En daarbuiten, in den goren novembermorgen sloeg ineens de hond aan het huilen. Ze werd ijskoud. Het sombere bijgeloof van haar geslacht zat haar in 't bloed. De hond bleef doorhuilen. Dat voorspelde een dood.
En die bedelaars had ze doorgezonden. Die hadden misschien het onheil kunnen afweren. Een goede daad brengt geluk in huis, zegt men. De aanwezigheid van bedelaars is als het zwaluwennest onder den nok. Nog nooit had een zwaluw haar nest gebouwd onder het dak van het Kraaienhof en nu er eens bedelaars kwamen aankloppen, had zij ze doorgezonden.
Ze rukte de deur open, boog zich over de trapleun. Kobus! Kobus! Ja, mevrouw. Die bedelaars van daarjuist, had hij ze doorgezonden? Natuurlijk. Hij had gedaan wat mevrouw hem bevolen had. O maar, hij moest ze achterna loopen, trachten ze in te halen.... Ze mochten in de schuur slapen, vandaag en morgen en overmorgen. Zoolang ze maar wilden. En hij moest ze maar wat te eten en te drinken geven, ook!
Kobus was al weg. Want de blik van dat meisje liet hem niet los. Zooals die naar hem gekeken had toen hij ze doorstuurde.... Om het van uw heele leven niet meer te vergeten.
Den volgenden morgen, toen de dokter kwam, was Karel veel beter. Maar in de schuur lag de vreemde vrouw krachteloos achterover op haar bussel stroo. Vermoeinis, troostte Bert en hij ging in de keuken bij Mien warme melk en brood halen. Maar de vrouw wilde niets en den derden dag lag ze verstard in een kramp van pijn. Dan eerst dacht Kobus eraan den dokter bij te halen. Maar het was te laat. Ze was al verscheidene uren dood. En het meisje viel toen zoo luid aan 't jammeren, dat
| |
| |
mevrouw het in de kamer van Karel hoorde. Ze kwam toegeloopen en zag wat er gebeurd was. Het schrikkeljaar! Het jaar van de dooden op het Kraaienhof! De tol was betaald. De bedelares had het noodlot op zich getrokken. Mevrouw voelde zich bevrijd. Ze werd week van ontferming en haar hand ging met een streeling naar het jammerende meisje toe:
- Kom, kind, kom....
Maar het meisje weerde haar met klauwende vingeren af en keek woest naar mevrouw met een mond die bijten wilde. De dokter maakte een geruststellend gebaar achter haar rug. Stil maar.... het zou wel overgaan.... Hij staarde met geduldige oogen naar de smart van het meisje en toen ze, overwonnen, ineenzakte, greep hij haar met wachtende armen vast. Slap hing het willooze lijf in zijn sterken greep. Hij keek rond. Waar moest hij er mee blijven?
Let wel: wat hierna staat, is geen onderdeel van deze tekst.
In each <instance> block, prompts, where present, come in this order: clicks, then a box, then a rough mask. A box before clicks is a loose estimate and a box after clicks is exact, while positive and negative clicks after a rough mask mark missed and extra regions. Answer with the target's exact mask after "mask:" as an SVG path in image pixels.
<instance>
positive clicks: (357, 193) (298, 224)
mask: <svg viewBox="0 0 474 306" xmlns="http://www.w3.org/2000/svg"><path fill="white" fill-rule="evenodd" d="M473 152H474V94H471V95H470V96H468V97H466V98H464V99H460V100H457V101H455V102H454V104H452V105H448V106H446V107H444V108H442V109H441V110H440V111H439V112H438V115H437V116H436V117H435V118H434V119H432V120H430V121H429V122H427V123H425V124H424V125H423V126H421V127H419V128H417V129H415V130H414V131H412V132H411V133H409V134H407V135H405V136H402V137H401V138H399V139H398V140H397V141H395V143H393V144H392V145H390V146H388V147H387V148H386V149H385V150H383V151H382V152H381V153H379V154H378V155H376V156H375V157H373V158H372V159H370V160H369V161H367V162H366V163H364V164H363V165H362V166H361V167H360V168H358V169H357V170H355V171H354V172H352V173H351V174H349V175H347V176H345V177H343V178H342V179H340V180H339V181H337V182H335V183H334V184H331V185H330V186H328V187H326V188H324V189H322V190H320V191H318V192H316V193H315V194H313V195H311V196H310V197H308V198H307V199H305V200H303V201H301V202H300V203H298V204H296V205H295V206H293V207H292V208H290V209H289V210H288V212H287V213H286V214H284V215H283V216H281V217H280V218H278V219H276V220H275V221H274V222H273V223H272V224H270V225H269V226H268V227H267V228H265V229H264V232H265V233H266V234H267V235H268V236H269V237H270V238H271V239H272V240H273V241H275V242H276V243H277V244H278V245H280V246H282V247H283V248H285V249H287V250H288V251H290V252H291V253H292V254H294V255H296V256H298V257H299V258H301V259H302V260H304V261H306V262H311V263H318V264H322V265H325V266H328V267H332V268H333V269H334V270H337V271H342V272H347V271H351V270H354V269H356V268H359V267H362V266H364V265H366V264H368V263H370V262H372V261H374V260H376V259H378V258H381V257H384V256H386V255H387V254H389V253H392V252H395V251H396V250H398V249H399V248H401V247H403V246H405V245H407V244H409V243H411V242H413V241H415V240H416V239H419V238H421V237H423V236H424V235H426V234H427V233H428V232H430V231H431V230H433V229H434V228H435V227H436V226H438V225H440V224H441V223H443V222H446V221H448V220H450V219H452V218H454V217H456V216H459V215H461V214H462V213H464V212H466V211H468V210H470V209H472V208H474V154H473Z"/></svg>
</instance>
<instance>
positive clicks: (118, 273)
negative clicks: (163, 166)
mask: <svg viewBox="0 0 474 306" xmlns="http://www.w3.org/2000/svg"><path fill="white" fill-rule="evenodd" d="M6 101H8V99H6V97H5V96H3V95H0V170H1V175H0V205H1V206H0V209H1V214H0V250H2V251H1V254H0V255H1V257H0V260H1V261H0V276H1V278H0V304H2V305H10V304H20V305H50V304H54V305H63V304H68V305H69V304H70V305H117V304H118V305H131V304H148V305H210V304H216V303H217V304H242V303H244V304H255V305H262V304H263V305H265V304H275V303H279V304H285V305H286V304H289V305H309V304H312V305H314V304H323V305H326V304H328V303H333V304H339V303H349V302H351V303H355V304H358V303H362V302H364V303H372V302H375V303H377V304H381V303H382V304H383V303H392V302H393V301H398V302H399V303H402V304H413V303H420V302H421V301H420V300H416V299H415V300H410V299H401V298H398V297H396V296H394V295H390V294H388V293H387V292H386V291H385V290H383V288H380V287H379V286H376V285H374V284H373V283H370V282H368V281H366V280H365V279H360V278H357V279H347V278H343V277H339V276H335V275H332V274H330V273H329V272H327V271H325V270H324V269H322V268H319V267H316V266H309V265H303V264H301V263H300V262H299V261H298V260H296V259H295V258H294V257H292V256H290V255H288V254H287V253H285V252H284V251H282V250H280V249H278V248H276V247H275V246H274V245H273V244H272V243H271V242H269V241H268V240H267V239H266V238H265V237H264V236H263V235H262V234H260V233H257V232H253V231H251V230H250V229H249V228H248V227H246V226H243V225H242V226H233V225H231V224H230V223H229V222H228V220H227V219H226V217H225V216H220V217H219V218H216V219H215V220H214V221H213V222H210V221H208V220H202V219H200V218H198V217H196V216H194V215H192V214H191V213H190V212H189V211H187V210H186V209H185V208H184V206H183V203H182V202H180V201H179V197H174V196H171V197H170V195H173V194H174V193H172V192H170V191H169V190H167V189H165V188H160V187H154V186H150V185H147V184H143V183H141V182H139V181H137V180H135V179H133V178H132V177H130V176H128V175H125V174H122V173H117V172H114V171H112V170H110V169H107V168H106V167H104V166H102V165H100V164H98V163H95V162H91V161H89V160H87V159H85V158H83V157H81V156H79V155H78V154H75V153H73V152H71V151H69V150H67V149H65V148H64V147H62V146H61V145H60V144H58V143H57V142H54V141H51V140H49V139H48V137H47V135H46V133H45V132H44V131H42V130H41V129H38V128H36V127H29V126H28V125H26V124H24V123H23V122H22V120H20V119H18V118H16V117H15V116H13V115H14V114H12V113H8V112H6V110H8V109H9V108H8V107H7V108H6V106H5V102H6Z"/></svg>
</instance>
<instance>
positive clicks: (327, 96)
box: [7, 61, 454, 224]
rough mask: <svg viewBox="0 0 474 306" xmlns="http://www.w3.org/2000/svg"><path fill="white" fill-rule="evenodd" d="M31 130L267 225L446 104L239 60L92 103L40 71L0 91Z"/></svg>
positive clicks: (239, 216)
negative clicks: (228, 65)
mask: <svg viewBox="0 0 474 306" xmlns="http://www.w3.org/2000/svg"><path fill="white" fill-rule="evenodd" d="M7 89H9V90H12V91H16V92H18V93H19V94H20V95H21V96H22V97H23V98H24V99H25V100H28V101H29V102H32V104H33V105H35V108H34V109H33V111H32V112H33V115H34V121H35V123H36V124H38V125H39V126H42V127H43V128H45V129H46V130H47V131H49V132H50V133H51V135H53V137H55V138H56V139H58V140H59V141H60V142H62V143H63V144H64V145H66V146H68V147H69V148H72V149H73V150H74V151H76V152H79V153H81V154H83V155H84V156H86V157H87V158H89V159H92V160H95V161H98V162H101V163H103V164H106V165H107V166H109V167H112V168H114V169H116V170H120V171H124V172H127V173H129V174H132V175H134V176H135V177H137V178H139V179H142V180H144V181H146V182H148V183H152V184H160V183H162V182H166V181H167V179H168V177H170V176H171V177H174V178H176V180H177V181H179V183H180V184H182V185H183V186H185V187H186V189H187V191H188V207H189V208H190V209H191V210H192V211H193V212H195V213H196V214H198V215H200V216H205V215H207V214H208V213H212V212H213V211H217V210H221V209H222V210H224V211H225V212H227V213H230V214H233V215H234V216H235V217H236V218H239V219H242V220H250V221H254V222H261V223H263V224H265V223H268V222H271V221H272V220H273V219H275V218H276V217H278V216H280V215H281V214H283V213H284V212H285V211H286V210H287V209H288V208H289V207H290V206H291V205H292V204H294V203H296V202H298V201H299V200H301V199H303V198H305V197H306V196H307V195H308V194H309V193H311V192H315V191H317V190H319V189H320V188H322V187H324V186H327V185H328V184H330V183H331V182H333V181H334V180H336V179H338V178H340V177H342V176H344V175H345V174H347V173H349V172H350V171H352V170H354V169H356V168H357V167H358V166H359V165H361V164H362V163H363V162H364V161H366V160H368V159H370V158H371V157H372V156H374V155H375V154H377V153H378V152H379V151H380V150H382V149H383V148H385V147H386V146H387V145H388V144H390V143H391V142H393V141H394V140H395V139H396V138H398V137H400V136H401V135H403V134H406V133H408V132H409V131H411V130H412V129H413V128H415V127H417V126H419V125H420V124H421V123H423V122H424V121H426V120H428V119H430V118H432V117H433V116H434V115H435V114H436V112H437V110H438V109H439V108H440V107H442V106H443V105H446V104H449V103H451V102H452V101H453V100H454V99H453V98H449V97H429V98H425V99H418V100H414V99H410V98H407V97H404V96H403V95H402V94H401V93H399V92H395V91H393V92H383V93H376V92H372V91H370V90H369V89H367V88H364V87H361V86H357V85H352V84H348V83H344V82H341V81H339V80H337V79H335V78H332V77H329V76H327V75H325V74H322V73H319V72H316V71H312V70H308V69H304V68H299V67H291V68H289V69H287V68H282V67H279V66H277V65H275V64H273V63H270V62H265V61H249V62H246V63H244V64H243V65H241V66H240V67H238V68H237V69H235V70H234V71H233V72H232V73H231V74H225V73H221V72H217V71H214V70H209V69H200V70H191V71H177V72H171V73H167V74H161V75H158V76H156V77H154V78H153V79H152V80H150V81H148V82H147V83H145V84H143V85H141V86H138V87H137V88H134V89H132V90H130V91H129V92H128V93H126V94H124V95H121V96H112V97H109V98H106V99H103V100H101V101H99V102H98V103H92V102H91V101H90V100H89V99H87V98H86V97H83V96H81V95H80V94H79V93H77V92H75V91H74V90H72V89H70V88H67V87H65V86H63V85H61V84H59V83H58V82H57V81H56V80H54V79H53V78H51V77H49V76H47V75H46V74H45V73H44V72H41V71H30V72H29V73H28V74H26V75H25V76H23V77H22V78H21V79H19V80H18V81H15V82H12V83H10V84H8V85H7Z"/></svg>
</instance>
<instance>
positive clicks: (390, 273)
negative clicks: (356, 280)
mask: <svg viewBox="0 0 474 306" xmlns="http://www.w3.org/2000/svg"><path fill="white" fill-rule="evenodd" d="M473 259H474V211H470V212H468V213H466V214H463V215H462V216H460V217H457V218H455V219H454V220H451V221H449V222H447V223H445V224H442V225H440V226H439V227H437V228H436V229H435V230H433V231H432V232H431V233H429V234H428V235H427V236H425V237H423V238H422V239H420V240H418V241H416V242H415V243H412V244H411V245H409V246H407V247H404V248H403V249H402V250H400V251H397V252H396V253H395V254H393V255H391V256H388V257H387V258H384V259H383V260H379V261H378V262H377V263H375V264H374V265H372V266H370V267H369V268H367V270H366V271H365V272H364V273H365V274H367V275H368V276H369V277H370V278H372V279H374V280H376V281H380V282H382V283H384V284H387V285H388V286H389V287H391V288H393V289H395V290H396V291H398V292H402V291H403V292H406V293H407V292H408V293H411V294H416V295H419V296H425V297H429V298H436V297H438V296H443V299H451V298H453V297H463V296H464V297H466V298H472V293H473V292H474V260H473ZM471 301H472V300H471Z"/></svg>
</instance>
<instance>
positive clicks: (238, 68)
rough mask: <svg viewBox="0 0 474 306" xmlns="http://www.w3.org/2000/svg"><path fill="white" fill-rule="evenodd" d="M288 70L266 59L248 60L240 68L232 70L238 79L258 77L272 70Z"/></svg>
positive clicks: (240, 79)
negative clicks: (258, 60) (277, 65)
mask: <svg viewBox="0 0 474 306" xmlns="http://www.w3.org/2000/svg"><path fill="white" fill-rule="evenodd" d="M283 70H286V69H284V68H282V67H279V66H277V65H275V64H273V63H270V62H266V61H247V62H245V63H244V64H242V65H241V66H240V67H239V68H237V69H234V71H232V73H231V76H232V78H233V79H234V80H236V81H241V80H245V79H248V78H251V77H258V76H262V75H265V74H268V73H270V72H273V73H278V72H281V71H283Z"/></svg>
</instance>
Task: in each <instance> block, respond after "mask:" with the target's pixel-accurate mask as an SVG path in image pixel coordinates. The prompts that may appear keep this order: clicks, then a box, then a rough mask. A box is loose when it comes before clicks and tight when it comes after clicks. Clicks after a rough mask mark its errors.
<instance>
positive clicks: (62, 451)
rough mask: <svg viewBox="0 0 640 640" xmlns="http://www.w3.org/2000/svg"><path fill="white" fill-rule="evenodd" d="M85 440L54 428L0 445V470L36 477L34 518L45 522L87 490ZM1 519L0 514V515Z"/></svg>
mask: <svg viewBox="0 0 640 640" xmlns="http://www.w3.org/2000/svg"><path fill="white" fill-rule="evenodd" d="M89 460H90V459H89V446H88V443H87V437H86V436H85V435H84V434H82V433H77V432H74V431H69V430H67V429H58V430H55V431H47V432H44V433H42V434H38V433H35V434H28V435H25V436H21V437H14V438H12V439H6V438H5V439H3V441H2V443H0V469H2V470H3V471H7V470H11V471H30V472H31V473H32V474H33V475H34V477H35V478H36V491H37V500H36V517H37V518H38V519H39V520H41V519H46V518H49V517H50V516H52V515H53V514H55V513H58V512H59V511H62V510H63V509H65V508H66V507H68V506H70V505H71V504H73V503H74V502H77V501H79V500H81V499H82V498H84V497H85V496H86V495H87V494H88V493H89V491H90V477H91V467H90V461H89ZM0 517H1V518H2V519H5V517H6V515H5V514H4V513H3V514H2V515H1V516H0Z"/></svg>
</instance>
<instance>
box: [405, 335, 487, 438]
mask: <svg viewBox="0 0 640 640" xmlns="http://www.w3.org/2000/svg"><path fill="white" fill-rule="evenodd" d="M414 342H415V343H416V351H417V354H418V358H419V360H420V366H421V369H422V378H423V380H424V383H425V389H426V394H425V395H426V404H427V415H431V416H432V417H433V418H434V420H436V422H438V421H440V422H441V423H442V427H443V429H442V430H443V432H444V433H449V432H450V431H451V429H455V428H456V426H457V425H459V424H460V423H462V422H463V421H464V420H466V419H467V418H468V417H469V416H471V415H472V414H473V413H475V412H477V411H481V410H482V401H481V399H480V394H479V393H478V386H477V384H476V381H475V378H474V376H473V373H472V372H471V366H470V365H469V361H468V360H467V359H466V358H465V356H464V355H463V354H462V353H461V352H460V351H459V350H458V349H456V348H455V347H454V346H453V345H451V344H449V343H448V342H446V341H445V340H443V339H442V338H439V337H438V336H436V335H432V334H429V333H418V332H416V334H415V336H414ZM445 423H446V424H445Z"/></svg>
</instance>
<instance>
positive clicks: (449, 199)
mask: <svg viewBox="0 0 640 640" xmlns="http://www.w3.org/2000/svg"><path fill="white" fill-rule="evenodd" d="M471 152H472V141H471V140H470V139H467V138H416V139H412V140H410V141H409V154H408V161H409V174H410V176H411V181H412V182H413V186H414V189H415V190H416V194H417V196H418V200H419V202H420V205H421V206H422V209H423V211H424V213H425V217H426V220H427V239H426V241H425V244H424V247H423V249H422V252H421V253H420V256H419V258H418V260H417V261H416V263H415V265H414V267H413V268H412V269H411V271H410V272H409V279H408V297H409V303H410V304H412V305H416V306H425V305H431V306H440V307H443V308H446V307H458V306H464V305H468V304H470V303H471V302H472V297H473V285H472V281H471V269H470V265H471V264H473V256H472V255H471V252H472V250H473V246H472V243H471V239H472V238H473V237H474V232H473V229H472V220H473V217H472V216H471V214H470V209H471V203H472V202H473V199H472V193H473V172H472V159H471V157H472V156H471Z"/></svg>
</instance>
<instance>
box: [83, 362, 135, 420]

- Kom, zei mevrouw en ze liep hem voor naar haar eigen kamer, waar ze zelf, twee weken lang geen voet meer had binnengezet.
De dokter keek aarzelend van de lavendelgeurende lakens naar de bengelende beenen, waarop modderklonters zaten vastgeplakt. Maar mevrouw nam zelf de vuile voeten in haar handen en stopte ze onder de opengelegde dekens. Mien zou het meisje straks wel wasschen en zuiver linnen aantrekken. De dokter kon niet spreken van ontroering. In het dorp werd beweerd dat mevrouw trotsch en ongevoelig was. Nu ziet ge wel hoe schijn bedriegt, dacht hij, want hij wist natuurlijk niet dat ze met die edelmoedigheid de redding van haar zoon afkocht.
Den volgenden dag was het meisje weer opgeknapt. Ze moest naar de eetkamer gaan, waar mevrouw en de dokter over haar lot gingen beslissen.
Boven, in de bleeke winterzon achter het raam, lachte Karel het weergevonden leven toe.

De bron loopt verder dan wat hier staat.